Nicole Kidman and Nicolas Cage in "Trespass." (Alan Markfield / Millennium…)
Popcorn journeyman Joel Schumacher's home-invasion flick "Trespass" does an efficient enough job setting up screenwriter Karl Gajdusek's scenario: Four masked robbers barge into the sumptuous, secluded home of high-end diamond dealer Kyle Miller (Nicolas Cage), his architect-wife, Sarah (Nicole Kidman), and their teenage daughter (Liana Liberato), and immediately a war of bluffs begins over which party is more desperate.
Then the film takes a hyper-drive pill — side effects include excessive yelling, strained twists and ludicrous action logic — and a potentially claustrophobic B-movie nail-biter suddenly becomes tediously overworked.

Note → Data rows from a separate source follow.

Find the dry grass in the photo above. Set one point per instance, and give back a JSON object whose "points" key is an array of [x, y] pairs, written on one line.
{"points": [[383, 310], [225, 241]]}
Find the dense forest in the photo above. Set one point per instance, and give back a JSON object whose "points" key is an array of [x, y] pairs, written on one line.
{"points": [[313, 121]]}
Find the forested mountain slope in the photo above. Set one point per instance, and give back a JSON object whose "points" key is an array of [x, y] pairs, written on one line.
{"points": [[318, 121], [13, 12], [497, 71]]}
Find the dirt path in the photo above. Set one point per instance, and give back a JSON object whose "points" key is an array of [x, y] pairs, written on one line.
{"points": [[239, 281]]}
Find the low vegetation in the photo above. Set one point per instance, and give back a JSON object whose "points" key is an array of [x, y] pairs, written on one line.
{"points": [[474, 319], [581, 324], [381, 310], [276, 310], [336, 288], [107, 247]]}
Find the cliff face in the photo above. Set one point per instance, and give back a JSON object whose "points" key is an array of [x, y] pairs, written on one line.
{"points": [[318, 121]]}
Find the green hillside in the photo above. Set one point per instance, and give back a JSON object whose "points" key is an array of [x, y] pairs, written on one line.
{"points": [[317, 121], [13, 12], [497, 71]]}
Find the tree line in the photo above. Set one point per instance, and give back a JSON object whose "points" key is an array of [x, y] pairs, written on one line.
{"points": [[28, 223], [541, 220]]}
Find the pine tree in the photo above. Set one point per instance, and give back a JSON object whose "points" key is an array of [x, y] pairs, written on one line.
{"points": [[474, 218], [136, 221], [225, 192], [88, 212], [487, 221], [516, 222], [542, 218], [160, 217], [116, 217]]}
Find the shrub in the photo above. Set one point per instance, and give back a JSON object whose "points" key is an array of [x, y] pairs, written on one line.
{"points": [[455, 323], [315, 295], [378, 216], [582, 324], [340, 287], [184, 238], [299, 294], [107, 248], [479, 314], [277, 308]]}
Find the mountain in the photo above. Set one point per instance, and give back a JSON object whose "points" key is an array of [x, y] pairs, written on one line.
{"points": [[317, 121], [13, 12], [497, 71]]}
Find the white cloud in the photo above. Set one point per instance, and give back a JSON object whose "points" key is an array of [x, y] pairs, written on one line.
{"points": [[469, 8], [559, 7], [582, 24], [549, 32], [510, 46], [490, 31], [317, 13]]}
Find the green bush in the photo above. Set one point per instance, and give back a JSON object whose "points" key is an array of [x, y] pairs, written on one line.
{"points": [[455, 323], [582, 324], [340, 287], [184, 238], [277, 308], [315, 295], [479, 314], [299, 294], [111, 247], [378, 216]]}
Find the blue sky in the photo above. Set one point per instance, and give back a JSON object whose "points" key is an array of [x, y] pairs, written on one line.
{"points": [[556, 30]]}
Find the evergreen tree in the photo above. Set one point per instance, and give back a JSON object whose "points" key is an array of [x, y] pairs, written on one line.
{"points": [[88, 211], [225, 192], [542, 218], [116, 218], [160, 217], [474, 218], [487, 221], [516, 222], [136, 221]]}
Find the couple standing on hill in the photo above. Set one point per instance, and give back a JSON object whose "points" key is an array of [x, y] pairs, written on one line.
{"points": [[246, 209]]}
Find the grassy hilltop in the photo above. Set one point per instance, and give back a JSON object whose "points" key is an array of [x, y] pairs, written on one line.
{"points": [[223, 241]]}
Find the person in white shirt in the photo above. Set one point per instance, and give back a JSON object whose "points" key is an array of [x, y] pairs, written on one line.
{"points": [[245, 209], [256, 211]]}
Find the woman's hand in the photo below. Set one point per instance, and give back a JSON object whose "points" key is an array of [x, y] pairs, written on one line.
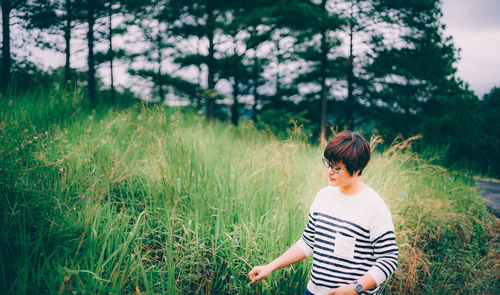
{"points": [[259, 272], [344, 290]]}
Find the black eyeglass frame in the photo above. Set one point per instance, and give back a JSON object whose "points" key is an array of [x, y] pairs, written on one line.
{"points": [[335, 168]]}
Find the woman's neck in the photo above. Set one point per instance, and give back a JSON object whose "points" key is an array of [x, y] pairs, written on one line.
{"points": [[352, 188]]}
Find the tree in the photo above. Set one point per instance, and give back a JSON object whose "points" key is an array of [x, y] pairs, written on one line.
{"points": [[203, 20], [419, 70], [8, 7], [318, 38]]}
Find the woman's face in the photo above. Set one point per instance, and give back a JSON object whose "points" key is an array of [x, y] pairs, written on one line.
{"points": [[338, 174]]}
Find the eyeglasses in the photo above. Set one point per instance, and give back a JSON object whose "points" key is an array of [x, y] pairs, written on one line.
{"points": [[336, 168]]}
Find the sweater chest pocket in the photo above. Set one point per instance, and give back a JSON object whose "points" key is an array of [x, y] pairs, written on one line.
{"points": [[344, 246]]}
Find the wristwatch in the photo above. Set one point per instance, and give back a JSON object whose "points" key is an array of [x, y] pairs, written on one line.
{"points": [[358, 287]]}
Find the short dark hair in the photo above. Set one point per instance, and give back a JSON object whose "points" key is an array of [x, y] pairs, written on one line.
{"points": [[350, 149]]}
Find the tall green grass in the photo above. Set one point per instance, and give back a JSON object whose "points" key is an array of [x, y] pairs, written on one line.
{"points": [[158, 201]]}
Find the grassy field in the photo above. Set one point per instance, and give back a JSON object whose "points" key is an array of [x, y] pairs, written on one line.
{"points": [[149, 200]]}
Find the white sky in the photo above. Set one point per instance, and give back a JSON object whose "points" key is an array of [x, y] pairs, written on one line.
{"points": [[474, 26]]}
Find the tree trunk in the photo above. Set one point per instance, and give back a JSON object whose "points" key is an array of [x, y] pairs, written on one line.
{"points": [[6, 62], [324, 60], [235, 115], [91, 62], [350, 84], [211, 59], [67, 39], [161, 91], [255, 86], [111, 52]]}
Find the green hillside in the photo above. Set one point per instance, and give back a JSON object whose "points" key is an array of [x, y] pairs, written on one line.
{"points": [[155, 200]]}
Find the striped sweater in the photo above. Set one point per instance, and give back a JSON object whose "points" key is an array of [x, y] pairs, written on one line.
{"points": [[348, 237]]}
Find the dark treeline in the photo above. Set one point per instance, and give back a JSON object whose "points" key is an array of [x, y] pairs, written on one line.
{"points": [[381, 66]]}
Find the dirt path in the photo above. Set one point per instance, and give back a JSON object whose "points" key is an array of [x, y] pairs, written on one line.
{"points": [[490, 191]]}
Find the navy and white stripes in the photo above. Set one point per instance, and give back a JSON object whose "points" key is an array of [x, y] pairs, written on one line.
{"points": [[348, 239]]}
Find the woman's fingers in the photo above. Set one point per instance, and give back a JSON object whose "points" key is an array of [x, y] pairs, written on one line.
{"points": [[253, 274]]}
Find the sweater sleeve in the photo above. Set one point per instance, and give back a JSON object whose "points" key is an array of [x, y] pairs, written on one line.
{"points": [[306, 242], [383, 241]]}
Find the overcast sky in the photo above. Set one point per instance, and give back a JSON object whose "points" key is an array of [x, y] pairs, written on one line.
{"points": [[475, 28]]}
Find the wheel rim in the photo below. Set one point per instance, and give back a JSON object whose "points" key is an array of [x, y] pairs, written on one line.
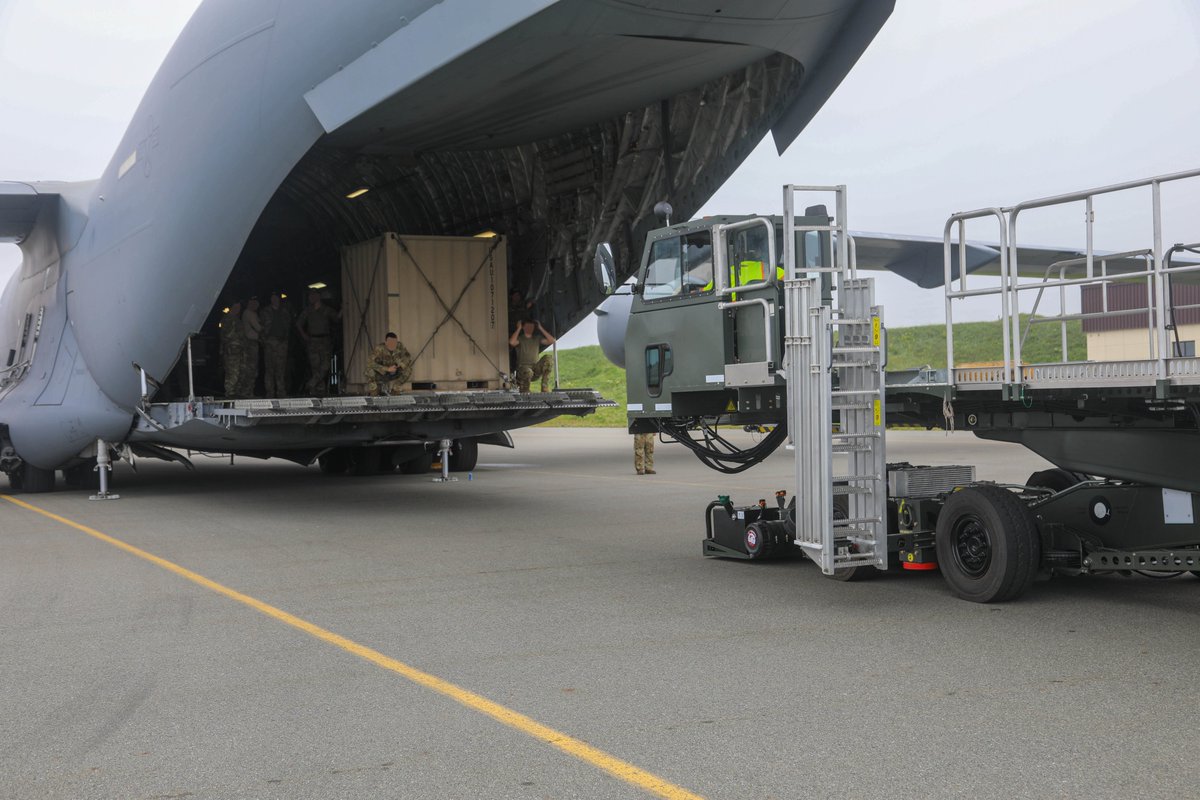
{"points": [[972, 546]]}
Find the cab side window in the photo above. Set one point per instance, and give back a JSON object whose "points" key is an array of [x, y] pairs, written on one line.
{"points": [[664, 274], [697, 260], [659, 364]]}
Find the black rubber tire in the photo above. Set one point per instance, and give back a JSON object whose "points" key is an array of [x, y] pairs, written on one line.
{"points": [[334, 462], [419, 465], [855, 573], [1055, 479], [81, 476], [365, 461], [31, 480], [988, 545], [463, 455]]}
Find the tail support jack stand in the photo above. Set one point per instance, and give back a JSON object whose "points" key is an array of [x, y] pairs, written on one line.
{"points": [[445, 463], [105, 467]]}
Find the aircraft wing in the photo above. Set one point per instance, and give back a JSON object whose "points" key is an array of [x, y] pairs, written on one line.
{"points": [[19, 205], [921, 259]]}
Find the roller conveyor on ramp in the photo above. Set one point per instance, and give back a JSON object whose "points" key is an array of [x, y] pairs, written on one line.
{"points": [[275, 425]]}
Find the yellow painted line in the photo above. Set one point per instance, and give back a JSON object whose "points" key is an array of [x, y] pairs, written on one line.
{"points": [[569, 745]]}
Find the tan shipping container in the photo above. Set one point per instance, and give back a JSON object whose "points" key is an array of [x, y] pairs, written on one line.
{"points": [[406, 284]]}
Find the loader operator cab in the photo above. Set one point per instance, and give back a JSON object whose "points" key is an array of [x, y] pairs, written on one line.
{"points": [[697, 343]]}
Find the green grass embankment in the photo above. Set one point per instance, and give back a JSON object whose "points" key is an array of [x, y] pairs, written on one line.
{"points": [[907, 348]]}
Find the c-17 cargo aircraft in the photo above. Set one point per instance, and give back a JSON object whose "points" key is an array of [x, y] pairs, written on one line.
{"points": [[277, 133]]}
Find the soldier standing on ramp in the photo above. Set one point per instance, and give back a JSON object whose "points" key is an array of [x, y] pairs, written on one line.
{"points": [[528, 346], [389, 367], [233, 349], [276, 330], [316, 326], [252, 329], [643, 453]]}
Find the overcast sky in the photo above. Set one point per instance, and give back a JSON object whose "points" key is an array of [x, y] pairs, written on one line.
{"points": [[955, 106]]}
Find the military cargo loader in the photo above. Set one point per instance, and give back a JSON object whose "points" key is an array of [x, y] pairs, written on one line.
{"points": [[769, 322]]}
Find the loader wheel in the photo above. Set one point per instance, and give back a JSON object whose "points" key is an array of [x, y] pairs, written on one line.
{"points": [[1056, 479], [334, 462], [988, 545], [365, 461], [463, 455], [853, 573]]}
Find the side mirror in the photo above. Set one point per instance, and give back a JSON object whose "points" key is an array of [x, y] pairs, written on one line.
{"points": [[605, 268]]}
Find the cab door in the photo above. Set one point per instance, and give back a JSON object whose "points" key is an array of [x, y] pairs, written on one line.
{"points": [[750, 295], [675, 344]]}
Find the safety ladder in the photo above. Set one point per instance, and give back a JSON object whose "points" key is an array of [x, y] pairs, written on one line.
{"points": [[823, 342]]}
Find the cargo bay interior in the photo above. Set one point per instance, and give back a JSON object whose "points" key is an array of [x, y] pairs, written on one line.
{"points": [[533, 163]]}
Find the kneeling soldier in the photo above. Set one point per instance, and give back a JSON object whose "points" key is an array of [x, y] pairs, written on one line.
{"points": [[389, 367]]}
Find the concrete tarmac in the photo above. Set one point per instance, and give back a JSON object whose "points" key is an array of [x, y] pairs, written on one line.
{"points": [[561, 585]]}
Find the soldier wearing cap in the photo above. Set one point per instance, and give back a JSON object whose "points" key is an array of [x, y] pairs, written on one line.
{"points": [[276, 331], [528, 346], [316, 326], [389, 367], [233, 349]]}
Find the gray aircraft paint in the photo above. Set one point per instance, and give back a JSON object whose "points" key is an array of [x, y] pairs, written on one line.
{"points": [[121, 270]]}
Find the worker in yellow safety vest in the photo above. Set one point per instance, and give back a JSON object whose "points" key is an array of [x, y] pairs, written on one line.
{"points": [[747, 272]]}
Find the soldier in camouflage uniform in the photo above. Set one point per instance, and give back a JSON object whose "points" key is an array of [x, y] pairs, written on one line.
{"points": [[643, 453], [276, 330], [316, 326], [233, 349], [251, 330], [389, 367], [527, 346]]}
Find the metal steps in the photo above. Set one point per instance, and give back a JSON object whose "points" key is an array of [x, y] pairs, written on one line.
{"points": [[811, 361]]}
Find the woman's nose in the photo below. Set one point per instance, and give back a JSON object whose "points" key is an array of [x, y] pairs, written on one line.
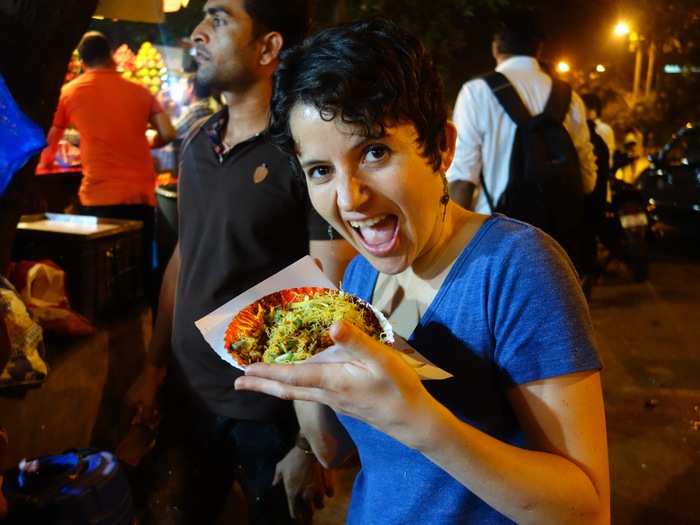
{"points": [[351, 193]]}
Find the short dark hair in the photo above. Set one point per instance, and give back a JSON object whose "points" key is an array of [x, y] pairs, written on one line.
{"points": [[593, 102], [290, 18], [94, 49], [371, 74], [519, 32]]}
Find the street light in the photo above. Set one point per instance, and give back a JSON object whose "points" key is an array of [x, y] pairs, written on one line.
{"points": [[622, 28], [563, 67]]}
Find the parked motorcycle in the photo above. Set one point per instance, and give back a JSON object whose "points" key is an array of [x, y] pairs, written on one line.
{"points": [[625, 230]]}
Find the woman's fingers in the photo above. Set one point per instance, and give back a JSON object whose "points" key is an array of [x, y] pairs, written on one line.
{"points": [[357, 343], [281, 390]]}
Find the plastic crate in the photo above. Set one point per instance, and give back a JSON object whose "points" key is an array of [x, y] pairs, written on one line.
{"points": [[101, 258]]}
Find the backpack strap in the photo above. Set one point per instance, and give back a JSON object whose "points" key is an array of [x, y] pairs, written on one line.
{"points": [[559, 100], [512, 104], [508, 97]]}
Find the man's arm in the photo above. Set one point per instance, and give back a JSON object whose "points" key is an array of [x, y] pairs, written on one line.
{"points": [[333, 257], [166, 132], [49, 153], [330, 442], [582, 142], [141, 395]]}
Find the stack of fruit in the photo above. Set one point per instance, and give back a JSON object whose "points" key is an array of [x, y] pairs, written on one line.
{"points": [[125, 60], [150, 67]]}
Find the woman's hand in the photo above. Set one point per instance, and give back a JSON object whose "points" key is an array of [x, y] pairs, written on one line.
{"points": [[359, 377]]}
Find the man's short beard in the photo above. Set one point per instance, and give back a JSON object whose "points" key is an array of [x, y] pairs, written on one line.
{"points": [[214, 83]]}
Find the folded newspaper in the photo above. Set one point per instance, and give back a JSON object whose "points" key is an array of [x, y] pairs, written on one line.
{"points": [[291, 299]]}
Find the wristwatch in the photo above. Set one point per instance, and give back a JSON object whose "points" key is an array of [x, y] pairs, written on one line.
{"points": [[303, 444]]}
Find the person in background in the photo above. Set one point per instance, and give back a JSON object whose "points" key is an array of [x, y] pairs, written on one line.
{"points": [[485, 132], [244, 214], [635, 161], [518, 433], [197, 107], [594, 202], [594, 110], [112, 115]]}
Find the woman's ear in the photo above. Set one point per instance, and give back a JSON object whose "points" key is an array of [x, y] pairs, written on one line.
{"points": [[270, 48], [449, 152]]}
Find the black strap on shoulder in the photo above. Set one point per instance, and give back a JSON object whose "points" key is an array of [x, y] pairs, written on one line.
{"points": [[508, 97], [559, 100], [512, 104]]}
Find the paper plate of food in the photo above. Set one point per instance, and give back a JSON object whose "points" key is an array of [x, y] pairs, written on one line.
{"points": [[292, 325]]}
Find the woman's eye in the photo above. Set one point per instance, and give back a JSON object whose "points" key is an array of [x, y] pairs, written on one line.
{"points": [[376, 152], [318, 173]]}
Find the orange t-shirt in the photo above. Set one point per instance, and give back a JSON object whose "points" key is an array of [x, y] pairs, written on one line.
{"points": [[112, 115]]}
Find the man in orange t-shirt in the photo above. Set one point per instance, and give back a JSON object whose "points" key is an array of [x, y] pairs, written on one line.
{"points": [[112, 115]]}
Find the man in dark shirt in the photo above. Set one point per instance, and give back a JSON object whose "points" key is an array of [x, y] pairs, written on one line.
{"points": [[244, 215]]}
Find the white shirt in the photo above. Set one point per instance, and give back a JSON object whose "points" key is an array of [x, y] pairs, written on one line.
{"points": [[607, 134], [485, 132]]}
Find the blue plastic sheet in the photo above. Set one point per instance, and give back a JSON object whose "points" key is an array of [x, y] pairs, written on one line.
{"points": [[20, 138]]}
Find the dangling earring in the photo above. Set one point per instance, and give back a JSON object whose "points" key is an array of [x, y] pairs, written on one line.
{"points": [[445, 195]]}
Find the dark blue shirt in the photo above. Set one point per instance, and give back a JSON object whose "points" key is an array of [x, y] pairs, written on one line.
{"points": [[510, 311]]}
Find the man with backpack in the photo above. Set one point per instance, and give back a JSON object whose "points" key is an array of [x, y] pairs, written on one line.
{"points": [[523, 146]]}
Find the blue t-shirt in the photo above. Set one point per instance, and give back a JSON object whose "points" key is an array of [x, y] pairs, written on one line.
{"points": [[509, 312]]}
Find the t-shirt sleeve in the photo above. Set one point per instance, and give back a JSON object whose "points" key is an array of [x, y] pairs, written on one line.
{"points": [[539, 317]]}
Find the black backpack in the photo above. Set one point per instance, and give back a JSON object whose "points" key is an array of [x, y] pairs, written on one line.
{"points": [[544, 186]]}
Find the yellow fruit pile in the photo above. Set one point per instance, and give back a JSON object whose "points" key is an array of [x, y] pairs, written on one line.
{"points": [[150, 68]]}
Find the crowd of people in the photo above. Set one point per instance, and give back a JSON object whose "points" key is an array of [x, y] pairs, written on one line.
{"points": [[468, 233]]}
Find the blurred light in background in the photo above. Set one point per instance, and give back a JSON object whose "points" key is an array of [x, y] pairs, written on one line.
{"points": [[621, 28], [563, 67]]}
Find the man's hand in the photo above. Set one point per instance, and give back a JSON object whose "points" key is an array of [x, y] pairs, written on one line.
{"points": [[306, 483], [142, 394]]}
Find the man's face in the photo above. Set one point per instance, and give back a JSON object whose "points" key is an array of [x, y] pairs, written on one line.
{"points": [[226, 49]]}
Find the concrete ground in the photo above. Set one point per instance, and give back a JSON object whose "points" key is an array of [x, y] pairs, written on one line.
{"points": [[648, 335]]}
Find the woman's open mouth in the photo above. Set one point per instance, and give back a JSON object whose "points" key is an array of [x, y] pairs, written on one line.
{"points": [[378, 235]]}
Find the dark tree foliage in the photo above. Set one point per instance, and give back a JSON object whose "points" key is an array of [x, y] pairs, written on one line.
{"points": [[457, 32]]}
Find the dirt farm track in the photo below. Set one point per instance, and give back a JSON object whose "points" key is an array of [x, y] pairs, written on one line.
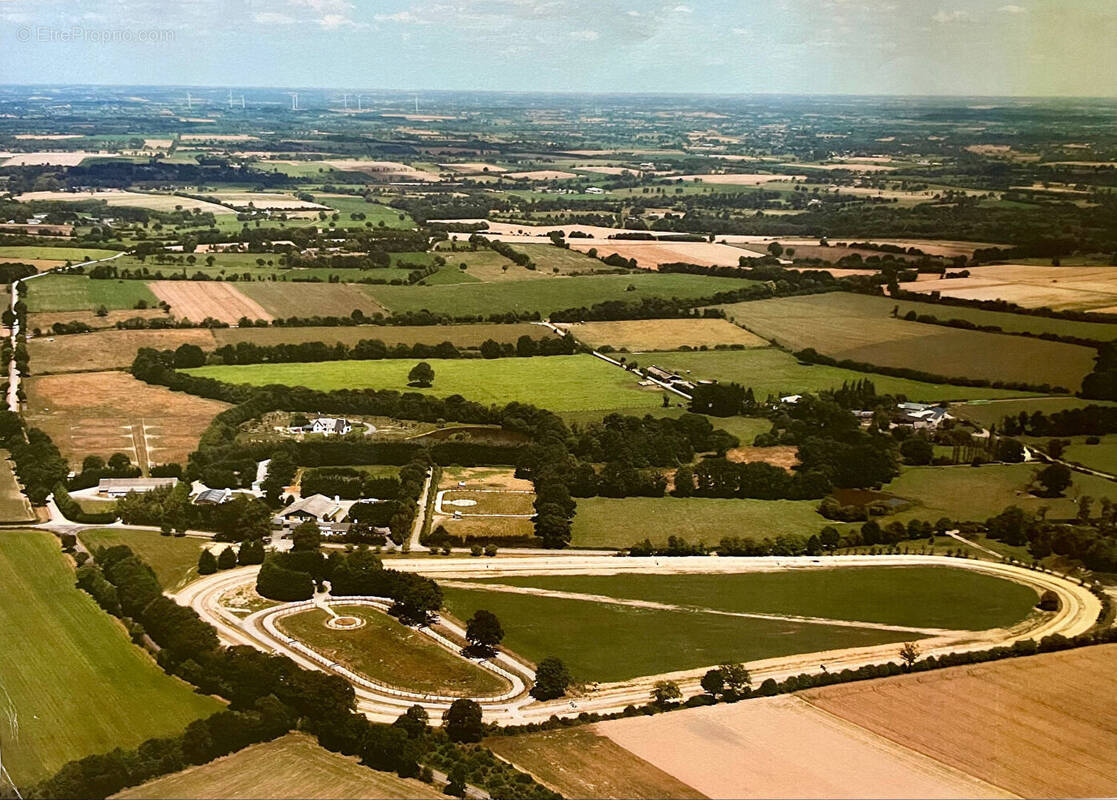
{"points": [[1077, 613]]}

Cage and Kidman bring a fair amount of professionally distressed acting chops to the proceedings, and Cage, of course, has a special gift for grinding already ridiculous dialogue into a delicious mince of loopy line readings. They're aided by nervy "Animal Kingdom" star Ben Mendelsohn, a real scene-stealer as the alternatively menacing and bewildered lead thug.
But the movie's not helped by a psychological side story involving Cam Gigandet's hunky henchman that the actor is woefully ill-prepared to sell.
In the end, "Trespass" steps all over its own genre strengths.